Las campanas tocan a gloria. Los rostros tensos y desencajados de los quintos permiten a los presentes intuir que la noche ha sido larga y fría. Los movimientos rápidos presagian un nuevo desenlace. Todo sucede con rapidez: aún no han dejado de voltear las campanas cuando un sonido ensordecedor estremece los cuerpos, y el estampido contra el suelo del "judas" desde su altura hace estallar en gritos de alegría a todos los reunidos. Su cabeza de barro salta en mil pedazos. La chiquillería se arremolina a su alrededor; unos tiran de sus piernas y otros de los brazos para arrastrarlo. Desgarran su vestimenta y prenden fuego a su interior por la entrepierna, en un acto simbólico de castración.

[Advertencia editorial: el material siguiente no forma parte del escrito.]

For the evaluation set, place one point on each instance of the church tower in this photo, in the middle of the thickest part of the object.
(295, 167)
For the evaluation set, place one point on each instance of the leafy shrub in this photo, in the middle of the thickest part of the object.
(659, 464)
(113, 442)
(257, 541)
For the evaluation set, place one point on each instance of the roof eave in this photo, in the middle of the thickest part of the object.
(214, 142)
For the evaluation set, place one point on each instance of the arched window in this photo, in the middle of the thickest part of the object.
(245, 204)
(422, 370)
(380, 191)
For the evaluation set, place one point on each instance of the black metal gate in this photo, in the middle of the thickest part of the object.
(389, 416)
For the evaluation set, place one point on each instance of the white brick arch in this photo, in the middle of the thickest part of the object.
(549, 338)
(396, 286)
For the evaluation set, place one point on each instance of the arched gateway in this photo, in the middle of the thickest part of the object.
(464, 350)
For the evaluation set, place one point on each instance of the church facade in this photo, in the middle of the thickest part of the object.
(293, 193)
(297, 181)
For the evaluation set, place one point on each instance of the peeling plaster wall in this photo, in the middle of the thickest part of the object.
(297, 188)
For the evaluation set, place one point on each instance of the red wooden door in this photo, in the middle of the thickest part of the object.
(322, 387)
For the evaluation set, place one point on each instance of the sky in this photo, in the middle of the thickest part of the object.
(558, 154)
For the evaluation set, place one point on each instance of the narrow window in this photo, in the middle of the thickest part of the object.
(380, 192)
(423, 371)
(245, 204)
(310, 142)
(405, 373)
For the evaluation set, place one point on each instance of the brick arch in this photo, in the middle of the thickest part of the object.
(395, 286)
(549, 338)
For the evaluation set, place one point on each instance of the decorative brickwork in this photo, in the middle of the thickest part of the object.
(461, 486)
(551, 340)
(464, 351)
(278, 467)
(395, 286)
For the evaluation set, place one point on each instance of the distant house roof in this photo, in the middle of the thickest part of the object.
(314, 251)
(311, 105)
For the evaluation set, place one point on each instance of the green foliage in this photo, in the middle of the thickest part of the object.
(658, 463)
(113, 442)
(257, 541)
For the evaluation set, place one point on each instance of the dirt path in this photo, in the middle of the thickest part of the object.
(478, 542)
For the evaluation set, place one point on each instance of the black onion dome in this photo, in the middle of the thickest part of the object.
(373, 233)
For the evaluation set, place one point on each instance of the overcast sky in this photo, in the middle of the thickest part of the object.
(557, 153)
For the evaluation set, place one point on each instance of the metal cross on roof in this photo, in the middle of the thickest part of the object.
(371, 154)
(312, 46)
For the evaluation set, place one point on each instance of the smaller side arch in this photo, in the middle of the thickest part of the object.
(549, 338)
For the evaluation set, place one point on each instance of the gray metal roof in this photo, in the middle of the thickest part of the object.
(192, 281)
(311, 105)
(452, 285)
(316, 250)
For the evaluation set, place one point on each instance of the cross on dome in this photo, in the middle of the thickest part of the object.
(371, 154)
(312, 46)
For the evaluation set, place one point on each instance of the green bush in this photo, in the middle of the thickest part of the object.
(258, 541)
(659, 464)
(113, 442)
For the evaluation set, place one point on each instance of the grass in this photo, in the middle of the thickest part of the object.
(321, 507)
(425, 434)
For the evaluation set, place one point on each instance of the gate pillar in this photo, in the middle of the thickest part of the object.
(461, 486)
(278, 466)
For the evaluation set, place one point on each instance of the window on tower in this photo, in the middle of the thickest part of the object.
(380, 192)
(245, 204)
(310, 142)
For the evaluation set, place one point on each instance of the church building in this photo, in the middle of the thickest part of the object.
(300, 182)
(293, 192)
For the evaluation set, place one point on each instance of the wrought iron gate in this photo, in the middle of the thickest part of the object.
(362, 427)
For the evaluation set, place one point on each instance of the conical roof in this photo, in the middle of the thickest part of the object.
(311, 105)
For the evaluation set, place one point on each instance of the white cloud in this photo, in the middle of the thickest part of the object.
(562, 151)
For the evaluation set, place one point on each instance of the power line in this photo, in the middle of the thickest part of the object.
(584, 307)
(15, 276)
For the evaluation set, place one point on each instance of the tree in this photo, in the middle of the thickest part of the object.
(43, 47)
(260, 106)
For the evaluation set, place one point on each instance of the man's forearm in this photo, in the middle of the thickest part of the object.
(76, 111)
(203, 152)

Comienzan a correr. La carrera aviva las llamas que descomponen su cuerpo apenas llegan a San Antón. El olor a paja quemada y trapos chamuscados precede a la exigua comitiva que, en procesión, porta al Niño.



       A partir de estas fechas, dejarán de ser llamados muchachos y habrán alcanzado el estatus de mozos. Se les permitirá participar en conversaciones antes vedadas y acudir a actos reservados hasta entonces para los hombres. Habrán conquistado el derecho a ejercer algunos vicios ocultos, bajo la mirada y el respeto de sus progenitores.

El padre se sentirá orgulloso de tener un hombre que, con sus brazos, ayudará en los quehaceres, aportando su esfuerzo al sostenimiento del hogar. Compartirán sobremesas y trasnochadas; amaneceres y atardeceres en sus arduos trabajos; arado y hoz; calima y regañón; petaca y botillo. Regarán con su sudor estas áridas tierras y, juntos, participarán en los grandes acontecimientos.

La madre piensa que, en un corto espacio de tiempo, él los abandonará y sentirá su ausencia. Pronto tendrá que lavar prendas de color verdoso: uniformes que, tendidos al sol, proclamarán la visita del militar. Se olvidará del penoso trabajo de lavarlos a mano sobre las duras losas de piedra, en las frías aguas del río, y, oculta a los ojos de sus convecinos, nacerá una orgullosa sonrisa en sus labios; porque cuando él regrese, será un hombre que les brindará protección y, con ansias renovadas, revitalizará la maltrecha economía familiar.

Así termina el recorrido de una semana llena de emociones, de esfuerzos gratificantes, de noches cargadas de sueños interrumpidos por el poco descanso. De resacas causadas por un exceso de alcohol que deja destrozadas las gargantas y los estómagos. De horas interminables de amistad, de compañerismo, de recuerdos que se contarán al abrigo de otras lumbres, en otros años y con otros quintos. Sin proponérselo, han creado un lazo que los unirá para el resto de sus vidas. Recordarán cómo fulano o mengano es de su quinta. Ya no habrá edades para identificar una u otra generación; serán de una u otra quinta y, como en cada una, hablarán de “su Judas”.